Burger King parent company Restaurant Brands International (RBI), announced plans to acquire Popeyes Louisiana Kitchen, the southern fried chicken chain for $1.8bn.
Ontario-based RBI was formed in 2014 when Burger King merged with the Canadian donut shop Tim Hortons.
It is majority-owned by 3G Capital, the Brazilian private equity firm, a big investor in Kraft Heinz, the US food giant which last week failed to merge with Unilever, the Anglo-Dutch consumer goods company.
RBI will pay $79 a share to buy Popeyes, which opened its first shop 45 years ago in New Orleans.
The deal will be financed with cash and a loan from JPMorgan and Wells Fargo.
“With this transaction, RBI is adding a brand that has a distinctive position within a compelling segment and strong U.S. and international prospects for growth,” said Daniel Schwartz, RBI’s chief executive.
Popeyes, with 2,631 shops worldwide, boasts celebrity fans including the popstar Beyonce.
Fun Fact: Beyoncé has a Popeyes lifetime membership card, but is too embarrassed to use it. pic.twitter.com/5cyXkMjTVI
— Yoncé (@BestOfYonce) June 8, 2015
Popeye’s shares surged by almost 20 percent in pre-market trading to $78.69 a piece.
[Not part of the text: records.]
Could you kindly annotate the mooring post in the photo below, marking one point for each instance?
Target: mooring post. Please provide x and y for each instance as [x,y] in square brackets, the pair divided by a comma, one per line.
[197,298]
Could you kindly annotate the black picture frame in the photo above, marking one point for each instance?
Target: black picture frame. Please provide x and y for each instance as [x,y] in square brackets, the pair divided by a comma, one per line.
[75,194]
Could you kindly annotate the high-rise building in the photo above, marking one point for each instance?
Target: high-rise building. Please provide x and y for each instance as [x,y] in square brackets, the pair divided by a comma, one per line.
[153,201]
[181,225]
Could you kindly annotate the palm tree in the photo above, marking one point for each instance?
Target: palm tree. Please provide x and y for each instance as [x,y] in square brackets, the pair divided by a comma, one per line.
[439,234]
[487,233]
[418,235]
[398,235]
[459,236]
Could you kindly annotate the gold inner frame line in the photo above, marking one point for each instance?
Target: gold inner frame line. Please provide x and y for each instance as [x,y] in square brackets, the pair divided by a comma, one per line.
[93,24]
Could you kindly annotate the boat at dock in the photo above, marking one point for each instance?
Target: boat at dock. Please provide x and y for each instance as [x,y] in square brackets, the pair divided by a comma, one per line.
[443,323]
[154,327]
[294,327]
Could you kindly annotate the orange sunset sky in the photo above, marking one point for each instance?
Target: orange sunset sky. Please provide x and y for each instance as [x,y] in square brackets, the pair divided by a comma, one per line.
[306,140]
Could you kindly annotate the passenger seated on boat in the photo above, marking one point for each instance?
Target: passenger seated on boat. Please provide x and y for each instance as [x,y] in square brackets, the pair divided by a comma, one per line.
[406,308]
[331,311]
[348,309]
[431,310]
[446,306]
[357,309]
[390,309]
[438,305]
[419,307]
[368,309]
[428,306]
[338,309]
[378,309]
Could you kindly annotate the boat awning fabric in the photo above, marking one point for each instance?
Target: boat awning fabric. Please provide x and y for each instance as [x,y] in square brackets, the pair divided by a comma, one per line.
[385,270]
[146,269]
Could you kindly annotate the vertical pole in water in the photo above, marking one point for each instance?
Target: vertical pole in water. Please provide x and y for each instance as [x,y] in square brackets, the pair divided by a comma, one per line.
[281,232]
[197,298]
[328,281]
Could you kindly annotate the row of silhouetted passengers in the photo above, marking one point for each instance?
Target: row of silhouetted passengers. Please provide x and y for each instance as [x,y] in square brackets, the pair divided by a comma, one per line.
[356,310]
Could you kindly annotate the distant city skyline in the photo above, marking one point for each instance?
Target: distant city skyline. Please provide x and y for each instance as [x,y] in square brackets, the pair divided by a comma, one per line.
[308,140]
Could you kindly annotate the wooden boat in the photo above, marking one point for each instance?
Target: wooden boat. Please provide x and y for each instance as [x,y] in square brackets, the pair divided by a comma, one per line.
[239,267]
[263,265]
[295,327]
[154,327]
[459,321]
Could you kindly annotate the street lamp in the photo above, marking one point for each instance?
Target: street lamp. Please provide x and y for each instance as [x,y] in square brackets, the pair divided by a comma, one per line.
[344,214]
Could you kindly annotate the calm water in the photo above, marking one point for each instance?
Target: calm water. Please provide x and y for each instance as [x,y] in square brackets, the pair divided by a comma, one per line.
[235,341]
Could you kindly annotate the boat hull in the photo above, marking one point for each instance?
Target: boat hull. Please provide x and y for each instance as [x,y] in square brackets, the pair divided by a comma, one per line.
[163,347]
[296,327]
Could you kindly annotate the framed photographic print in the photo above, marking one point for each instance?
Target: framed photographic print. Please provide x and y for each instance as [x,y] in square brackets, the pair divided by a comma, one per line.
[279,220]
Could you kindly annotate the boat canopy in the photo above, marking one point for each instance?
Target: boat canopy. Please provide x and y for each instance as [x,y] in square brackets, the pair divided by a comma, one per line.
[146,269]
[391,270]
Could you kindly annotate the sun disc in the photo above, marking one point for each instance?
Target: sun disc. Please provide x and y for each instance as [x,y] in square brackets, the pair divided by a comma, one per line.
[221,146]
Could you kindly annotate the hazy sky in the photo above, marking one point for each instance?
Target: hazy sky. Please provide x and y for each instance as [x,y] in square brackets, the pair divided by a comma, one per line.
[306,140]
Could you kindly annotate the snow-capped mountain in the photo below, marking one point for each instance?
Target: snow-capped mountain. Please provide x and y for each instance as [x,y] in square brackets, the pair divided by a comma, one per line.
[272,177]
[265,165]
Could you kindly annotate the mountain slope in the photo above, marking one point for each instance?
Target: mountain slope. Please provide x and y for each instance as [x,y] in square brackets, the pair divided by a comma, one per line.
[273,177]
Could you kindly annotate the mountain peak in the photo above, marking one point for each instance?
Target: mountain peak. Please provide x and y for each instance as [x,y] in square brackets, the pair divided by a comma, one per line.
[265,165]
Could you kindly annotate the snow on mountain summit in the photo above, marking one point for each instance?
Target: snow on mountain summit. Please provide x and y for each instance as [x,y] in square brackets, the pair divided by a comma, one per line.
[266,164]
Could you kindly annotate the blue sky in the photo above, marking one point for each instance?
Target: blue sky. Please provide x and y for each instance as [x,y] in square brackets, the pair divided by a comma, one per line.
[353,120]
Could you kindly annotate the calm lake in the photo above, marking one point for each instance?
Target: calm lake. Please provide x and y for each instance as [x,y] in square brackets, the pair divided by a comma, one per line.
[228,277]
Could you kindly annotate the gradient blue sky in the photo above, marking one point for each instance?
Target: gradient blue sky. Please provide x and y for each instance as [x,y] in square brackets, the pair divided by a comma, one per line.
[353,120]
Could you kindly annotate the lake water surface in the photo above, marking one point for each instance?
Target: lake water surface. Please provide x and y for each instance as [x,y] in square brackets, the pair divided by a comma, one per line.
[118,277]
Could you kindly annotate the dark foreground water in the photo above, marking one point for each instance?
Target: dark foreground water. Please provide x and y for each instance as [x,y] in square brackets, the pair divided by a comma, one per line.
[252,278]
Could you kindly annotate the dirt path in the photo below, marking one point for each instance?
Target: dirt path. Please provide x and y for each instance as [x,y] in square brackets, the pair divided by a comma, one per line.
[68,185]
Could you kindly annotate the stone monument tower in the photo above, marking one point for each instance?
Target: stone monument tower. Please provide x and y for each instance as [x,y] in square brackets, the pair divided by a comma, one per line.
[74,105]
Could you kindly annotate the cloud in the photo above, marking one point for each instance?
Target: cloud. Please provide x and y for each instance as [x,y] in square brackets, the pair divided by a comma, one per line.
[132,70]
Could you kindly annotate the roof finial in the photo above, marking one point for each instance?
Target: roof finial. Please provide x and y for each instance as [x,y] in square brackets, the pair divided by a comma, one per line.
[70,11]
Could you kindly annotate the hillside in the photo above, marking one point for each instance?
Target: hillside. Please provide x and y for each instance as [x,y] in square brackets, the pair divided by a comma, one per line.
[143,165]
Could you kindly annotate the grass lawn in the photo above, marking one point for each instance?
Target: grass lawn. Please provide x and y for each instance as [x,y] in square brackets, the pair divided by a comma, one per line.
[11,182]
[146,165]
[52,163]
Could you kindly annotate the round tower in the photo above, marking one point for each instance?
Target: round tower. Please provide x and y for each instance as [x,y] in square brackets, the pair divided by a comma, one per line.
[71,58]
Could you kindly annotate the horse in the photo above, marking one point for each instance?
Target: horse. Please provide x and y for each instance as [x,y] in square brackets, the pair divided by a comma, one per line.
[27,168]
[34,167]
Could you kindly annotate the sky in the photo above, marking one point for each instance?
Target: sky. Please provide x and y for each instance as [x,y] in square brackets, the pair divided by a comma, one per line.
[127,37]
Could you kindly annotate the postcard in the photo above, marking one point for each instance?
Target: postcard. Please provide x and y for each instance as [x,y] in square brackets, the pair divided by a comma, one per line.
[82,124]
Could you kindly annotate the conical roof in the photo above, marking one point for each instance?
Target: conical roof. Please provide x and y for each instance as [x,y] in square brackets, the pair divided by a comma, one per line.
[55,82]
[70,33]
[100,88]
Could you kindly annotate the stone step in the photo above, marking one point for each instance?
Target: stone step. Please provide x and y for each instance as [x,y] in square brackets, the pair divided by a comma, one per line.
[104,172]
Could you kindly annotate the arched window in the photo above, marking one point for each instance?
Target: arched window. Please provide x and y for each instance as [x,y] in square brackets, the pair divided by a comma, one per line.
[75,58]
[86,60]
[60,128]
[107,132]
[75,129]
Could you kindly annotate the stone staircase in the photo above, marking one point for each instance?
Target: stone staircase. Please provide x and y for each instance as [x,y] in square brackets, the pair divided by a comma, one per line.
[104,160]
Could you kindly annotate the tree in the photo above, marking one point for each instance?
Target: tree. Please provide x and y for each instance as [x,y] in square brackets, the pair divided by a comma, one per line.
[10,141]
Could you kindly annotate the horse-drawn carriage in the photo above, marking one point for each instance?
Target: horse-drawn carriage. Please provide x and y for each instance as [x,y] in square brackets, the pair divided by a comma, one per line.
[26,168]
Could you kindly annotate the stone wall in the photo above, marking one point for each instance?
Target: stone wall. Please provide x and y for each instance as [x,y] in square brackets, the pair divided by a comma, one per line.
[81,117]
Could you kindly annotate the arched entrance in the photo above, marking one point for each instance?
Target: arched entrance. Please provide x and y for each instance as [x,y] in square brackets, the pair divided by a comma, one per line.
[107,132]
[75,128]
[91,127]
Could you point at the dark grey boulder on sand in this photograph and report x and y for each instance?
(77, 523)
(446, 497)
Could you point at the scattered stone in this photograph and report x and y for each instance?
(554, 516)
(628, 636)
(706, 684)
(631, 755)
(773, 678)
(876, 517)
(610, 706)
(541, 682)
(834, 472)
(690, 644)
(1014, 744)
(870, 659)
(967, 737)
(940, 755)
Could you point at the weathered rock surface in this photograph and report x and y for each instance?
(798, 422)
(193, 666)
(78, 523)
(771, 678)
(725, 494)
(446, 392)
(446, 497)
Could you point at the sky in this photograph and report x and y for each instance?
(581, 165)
“RBI has observed our success and seen the opportunity for exceptional future unit growth in the U.S. and around the world. The result is a transaction that delivers immediate and certain value to the Popeyes shareholders,” said Cheryl Bachelder, chief cxecutive of Popeyes in a statement.
The transaction is expected to close by early April 2017.